Within each conversation or Chat space, messages are in chronological order.
Note: If you review your export in an email client, messages are in chronological order and aren’t grouped by conversation.
Reducing duplicate messages
When many messages in the same conversation or thread match your search, there can be overlap in the messages provided for context. To avoid exporting duplicate messages, Vault evaluates the overlap and groups messages accordingly.
For example, a conversation has 2 messages that match the search query, one sent at 9 am on Monday and the other sent at 3 pm on Monday. The matching messages have the following context windows:
- 9 am message: 9 pm Sunday to 9 pm Monday
- 3 pm message: 3 am Monday to 3 am Tuesday
The context windows overlap between 3 am and 9 pm Monday. When the messages are exported, only one series of messages is returned for the conversation and it includes all messages sent between 9 pm Sunday and 3 am Tuesday.
If another message in the conversation matches but was sent more than 24 hours after the previous matching message, then a second message grouping is created and returned in the export. Continuing the previous example, if another matching message was sent at 11 am Thursday, its context window is from 11 pm Wednesday to 11 pm Thursday. This window doesn’t overlap with the previous window, which ended at 3 am Tuesday, so the messages in this window are returned in a second group.
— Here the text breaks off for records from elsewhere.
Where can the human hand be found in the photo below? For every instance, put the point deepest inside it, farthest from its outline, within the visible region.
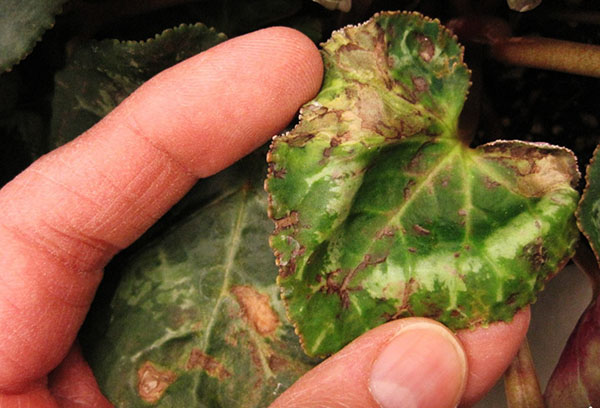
(67, 215)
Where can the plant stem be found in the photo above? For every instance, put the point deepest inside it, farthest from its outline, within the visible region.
(521, 384)
(533, 52)
(549, 53)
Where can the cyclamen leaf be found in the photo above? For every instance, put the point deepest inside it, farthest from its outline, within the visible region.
(575, 381)
(588, 212)
(381, 211)
(197, 320)
(101, 74)
(22, 23)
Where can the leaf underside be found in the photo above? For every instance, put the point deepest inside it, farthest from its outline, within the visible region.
(197, 319)
(100, 75)
(381, 211)
(22, 23)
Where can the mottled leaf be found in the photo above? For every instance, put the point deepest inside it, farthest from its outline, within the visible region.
(22, 23)
(575, 381)
(101, 74)
(197, 320)
(342, 5)
(381, 211)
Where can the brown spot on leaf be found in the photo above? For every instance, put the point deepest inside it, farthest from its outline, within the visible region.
(489, 183)
(426, 48)
(536, 254)
(407, 192)
(200, 360)
(257, 309)
(386, 231)
(152, 382)
(420, 230)
(277, 363)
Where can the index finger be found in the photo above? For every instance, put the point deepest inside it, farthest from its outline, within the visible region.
(72, 210)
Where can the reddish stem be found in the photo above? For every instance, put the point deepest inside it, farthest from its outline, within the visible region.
(521, 384)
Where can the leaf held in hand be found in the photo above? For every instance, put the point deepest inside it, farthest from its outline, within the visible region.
(381, 211)
(99, 75)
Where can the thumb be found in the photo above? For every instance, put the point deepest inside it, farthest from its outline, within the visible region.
(407, 363)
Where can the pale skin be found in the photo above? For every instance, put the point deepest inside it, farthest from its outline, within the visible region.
(71, 211)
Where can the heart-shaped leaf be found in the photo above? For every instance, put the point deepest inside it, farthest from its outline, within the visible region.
(197, 320)
(382, 211)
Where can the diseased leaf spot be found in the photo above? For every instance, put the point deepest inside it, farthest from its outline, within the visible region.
(152, 382)
(200, 360)
(277, 363)
(426, 47)
(420, 230)
(288, 221)
(257, 309)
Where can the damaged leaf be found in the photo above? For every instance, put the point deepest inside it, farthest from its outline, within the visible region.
(197, 319)
(382, 211)
(100, 75)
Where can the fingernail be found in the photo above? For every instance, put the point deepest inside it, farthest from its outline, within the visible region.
(422, 366)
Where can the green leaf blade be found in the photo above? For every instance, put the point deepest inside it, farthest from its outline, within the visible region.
(197, 319)
(382, 212)
(22, 23)
(100, 75)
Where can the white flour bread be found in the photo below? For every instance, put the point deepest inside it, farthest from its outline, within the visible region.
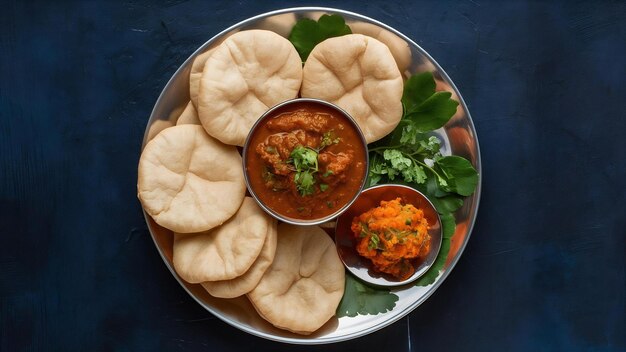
(247, 74)
(245, 283)
(196, 74)
(302, 288)
(225, 252)
(189, 116)
(189, 182)
(359, 74)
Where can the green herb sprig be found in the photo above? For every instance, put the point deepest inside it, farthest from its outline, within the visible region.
(304, 161)
(411, 155)
(307, 33)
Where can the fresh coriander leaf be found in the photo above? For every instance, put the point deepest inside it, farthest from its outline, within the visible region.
(328, 139)
(304, 182)
(462, 177)
(433, 113)
(307, 33)
(417, 89)
(374, 242)
(359, 299)
(304, 158)
(397, 159)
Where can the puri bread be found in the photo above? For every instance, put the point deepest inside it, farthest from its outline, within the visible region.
(189, 116)
(245, 283)
(302, 288)
(359, 74)
(398, 47)
(196, 73)
(188, 181)
(225, 252)
(248, 73)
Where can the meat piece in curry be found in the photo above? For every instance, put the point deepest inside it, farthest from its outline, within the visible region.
(307, 162)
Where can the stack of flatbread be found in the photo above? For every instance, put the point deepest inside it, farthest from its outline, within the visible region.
(190, 176)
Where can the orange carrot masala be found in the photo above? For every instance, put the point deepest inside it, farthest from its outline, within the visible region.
(392, 236)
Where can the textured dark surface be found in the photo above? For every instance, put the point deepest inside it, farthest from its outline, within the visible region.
(544, 269)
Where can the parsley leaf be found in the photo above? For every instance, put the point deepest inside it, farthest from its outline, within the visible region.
(359, 299)
(307, 33)
(304, 182)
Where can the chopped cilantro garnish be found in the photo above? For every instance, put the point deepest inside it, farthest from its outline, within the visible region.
(305, 162)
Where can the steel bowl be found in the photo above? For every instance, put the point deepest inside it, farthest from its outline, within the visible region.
(458, 137)
(269, 114)
(370, 198)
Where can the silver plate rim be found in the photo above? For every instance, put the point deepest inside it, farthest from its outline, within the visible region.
(472, 215)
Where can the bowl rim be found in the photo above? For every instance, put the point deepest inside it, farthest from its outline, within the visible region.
(268, 114)
(472, 214)
(384, 282)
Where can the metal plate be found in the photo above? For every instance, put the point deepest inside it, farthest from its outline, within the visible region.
(458, 136)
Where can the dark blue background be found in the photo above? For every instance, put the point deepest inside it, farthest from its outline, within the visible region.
(544, 269)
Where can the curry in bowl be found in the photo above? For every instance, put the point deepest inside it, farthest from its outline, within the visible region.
(305, 161)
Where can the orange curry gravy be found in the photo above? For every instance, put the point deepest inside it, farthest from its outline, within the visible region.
(322, 132)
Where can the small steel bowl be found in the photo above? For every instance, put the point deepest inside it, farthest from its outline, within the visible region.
(279, 108)
(370, 198)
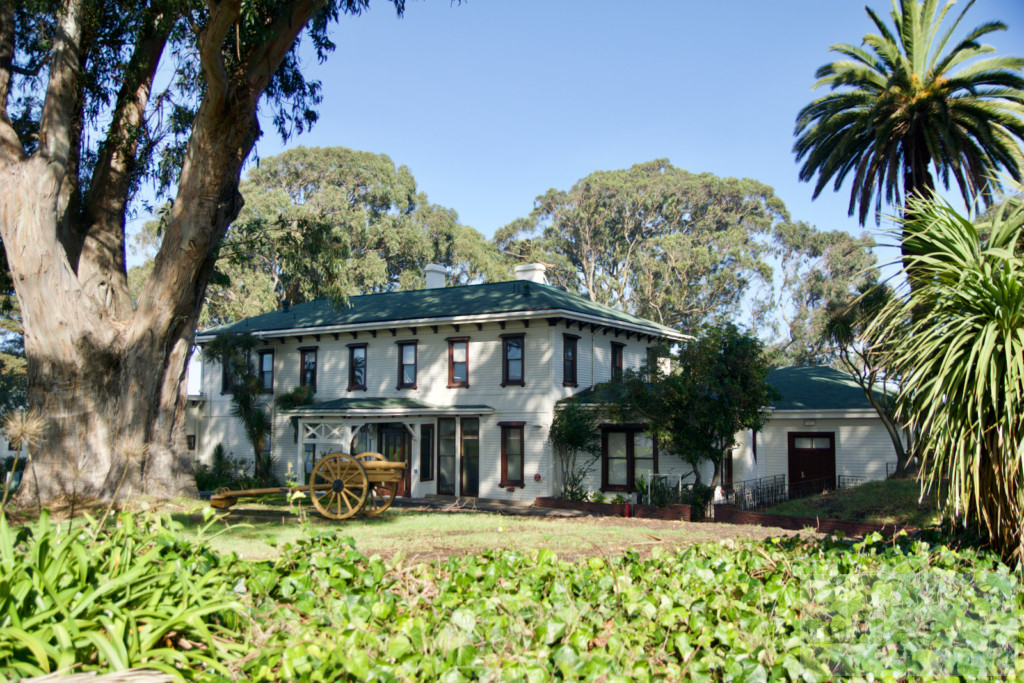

Information | File name | Description |
---|---|---|
Message contents | export_name-N.zip |
PST or mbox files with the contents and details of the exported messages. Learn about options for reviewing PST and mbox files. The message files are named export_name-account-randomstring.mbox or export_name-account-randomstring.pst, where account is the full email address of the custodian (the account that sent or received the message). If the messages for an account exceed 1 GB for PST files or 10 GB for mbox files, they're exported in zip files. The files within are appended with a 6-character randomized string. The zip files are numbered sequentially. For example, if there are more than 10 GB of mbox files in the export, my-export could contain the following files for user1@example.com: my-export-1.zip my-export-2.zip If you're exporting PST files, the extension of the additional files is .pst. To decrypt client-side encrypted messages in mbox files, use the decrypter utility (beta). To view client-side encrypted emails in the PST format, import each users’ p7m file into Microsoft Outlook. |
Message metadata | export_name-metadata.csv |
A CSV file that contains message metadata as it exists on Google servers. Open this file in a spreadsheet editor and use it to connect message metadata with the message contents from the mbox file. Note: PST file contents can’t be correlated with the XML file metadata. |
Accounts and message count | export_name-result-counts.csv |
A CSV file that lists the accounts of message owners included in the export, the number of messages owned by each account, and how many messages were successfully exported or had errors. |
Error report |
export_name-errors.xml |
An XML file that lists errors retrieving messages. It's always part of the export, even when no errors occurred. |
Messages that didn't convert to PST | export_name-conversion_errors-N.zip |
When you export in PST format, this file contains any messages that weren't converted to PST. Each message is a separate EML file named with the value of the You get many zip files when there are more than 10 GB of messages. |
File checksums | File checksums | A file that lists the message digest 5 (MD5) hash values for all files in the export. |
The metadata CSV file lists the following information for each message. The value is blank if the information isn't available or doesn't apply to a message.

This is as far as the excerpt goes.